Benchmarking script does not limit the maximum concurrency
The current benchmarking script if specified with INF arrivals, will not limit the maximum concurrency level as shown here.
If we can change it to below, we can limit the maximum concurrency to have a fine controlled load level.
semaphore = asyncio.Semaphore(max_concurrency) # Semaphore to limit concurrency
async def make_request(request, sem):
async with sem: # Ensure only max_concurrency tasks run in parallel
prompt, prompt_len, output_len = request
request_func_input = RequestFuncInput(
model=model_id,
prompt=prompt,
api_url=api_url,
prompt_len=prompt_len,
output_len=output_len,
best_of=best_of,
use_beam_search=use_beam_search,
)
# Call the request function directly here and return its result
return await request_func(request_func_input=request_func_input, pbar=pbar)
tasks = []
for request in input_requests: # Direct iteration may replace async iteration based on design
# Enqueue task without immediately awaiting it
tasks.append(make_request(request, semaphore))

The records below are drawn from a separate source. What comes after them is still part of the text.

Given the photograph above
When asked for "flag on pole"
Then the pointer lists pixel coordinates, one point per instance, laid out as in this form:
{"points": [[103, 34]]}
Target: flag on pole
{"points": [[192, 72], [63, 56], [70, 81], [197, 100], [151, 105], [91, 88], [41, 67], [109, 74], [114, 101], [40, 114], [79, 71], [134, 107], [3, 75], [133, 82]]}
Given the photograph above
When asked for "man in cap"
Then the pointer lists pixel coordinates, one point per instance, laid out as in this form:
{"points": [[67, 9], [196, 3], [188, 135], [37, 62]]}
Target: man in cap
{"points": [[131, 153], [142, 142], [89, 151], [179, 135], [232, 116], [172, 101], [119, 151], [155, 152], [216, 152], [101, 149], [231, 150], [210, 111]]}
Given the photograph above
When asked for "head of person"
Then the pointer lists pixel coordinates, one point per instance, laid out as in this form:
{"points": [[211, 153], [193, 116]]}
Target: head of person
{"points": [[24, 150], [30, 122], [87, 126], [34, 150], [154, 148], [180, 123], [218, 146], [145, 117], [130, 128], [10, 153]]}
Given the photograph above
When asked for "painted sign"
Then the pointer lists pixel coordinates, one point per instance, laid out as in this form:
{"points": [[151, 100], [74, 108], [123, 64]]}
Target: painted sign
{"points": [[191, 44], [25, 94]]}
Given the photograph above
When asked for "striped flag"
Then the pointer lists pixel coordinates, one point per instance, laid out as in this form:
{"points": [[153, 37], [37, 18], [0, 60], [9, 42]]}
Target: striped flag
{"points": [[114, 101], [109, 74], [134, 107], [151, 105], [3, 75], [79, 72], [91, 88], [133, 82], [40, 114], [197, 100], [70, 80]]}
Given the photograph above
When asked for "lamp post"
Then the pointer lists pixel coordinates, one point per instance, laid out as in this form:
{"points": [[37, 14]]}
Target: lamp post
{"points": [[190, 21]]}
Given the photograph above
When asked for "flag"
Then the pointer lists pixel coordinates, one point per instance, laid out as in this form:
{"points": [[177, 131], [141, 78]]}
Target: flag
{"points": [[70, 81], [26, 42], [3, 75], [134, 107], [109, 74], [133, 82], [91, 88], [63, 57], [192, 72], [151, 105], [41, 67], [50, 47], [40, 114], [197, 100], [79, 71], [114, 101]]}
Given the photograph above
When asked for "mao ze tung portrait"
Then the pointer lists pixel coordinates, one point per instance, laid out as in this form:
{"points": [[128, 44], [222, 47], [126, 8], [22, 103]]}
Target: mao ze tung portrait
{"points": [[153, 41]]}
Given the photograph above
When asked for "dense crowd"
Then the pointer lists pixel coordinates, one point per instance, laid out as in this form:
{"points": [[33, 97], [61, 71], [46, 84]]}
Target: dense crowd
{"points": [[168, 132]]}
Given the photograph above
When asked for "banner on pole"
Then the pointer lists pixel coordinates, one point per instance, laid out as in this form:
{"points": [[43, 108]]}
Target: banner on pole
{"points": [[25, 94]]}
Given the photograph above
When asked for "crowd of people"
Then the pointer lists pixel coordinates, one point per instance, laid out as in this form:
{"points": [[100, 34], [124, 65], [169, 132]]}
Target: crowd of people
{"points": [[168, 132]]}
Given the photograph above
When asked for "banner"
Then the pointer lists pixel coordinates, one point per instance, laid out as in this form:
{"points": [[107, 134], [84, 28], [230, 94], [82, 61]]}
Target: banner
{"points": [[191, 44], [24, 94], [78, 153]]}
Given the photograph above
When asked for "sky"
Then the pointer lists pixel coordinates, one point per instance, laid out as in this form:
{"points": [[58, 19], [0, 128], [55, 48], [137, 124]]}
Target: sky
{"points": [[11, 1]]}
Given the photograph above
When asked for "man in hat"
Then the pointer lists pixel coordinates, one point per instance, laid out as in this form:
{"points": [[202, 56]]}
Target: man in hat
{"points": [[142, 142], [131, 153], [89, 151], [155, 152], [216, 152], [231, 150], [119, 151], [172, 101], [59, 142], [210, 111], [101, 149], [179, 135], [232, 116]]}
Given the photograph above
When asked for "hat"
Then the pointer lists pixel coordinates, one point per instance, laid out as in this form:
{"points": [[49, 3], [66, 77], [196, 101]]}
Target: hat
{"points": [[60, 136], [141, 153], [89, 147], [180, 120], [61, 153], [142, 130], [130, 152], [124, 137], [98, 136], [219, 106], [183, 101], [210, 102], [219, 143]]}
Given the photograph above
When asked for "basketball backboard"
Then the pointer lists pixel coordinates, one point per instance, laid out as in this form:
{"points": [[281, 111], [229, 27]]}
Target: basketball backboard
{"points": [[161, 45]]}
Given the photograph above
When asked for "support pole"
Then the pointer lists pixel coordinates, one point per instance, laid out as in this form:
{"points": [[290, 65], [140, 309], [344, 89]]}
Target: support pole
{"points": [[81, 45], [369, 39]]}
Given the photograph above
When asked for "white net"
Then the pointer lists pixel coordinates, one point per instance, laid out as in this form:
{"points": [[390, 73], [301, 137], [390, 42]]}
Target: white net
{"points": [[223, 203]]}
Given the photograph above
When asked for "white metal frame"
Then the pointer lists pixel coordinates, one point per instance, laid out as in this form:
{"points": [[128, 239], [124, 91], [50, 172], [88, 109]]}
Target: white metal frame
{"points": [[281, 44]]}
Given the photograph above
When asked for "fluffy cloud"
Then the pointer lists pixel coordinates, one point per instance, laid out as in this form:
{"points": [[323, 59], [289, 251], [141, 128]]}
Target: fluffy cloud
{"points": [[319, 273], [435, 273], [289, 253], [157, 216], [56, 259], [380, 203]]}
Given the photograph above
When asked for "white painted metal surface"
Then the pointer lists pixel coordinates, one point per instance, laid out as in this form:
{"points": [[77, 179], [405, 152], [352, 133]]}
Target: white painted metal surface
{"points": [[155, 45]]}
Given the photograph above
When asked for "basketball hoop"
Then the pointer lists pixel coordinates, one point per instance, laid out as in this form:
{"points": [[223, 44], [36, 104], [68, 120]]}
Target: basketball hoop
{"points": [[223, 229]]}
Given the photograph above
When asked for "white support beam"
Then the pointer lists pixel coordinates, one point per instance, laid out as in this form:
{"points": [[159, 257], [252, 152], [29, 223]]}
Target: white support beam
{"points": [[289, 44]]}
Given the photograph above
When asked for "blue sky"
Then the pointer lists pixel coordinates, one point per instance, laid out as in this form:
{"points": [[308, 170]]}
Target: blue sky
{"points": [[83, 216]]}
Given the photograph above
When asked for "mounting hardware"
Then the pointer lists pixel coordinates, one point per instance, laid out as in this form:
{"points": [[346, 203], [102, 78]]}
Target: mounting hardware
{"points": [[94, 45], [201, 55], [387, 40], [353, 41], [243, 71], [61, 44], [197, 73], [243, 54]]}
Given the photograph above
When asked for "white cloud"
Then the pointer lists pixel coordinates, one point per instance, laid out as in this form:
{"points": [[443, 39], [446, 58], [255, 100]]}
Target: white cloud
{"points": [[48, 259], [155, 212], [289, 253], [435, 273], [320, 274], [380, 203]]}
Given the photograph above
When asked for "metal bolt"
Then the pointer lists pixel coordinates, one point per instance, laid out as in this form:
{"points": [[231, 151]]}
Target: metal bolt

# Manage inter-arrival time
if request_rate != float("inf"):
await asyncio.sleep(1.0 / request_rate)
outputs = await asyncio.gather(*tasks) # Wait for all tasks to complete
Good point. PR welcomed!
@wangchen615 Please correct me if I misunderstood, but is this for testing the case where you have another layer on top of the model deployment with concurrency control?
I recently made https://github.com/vllm-project/vllm/pull/3194 to add prefix caching benchmark - @wangchen615 let me know if you want me to include changes to resolve this issue in that PR as well!
@ywang96 , thanks for offering help. Yes, please. Sorry for losing this thread for so long.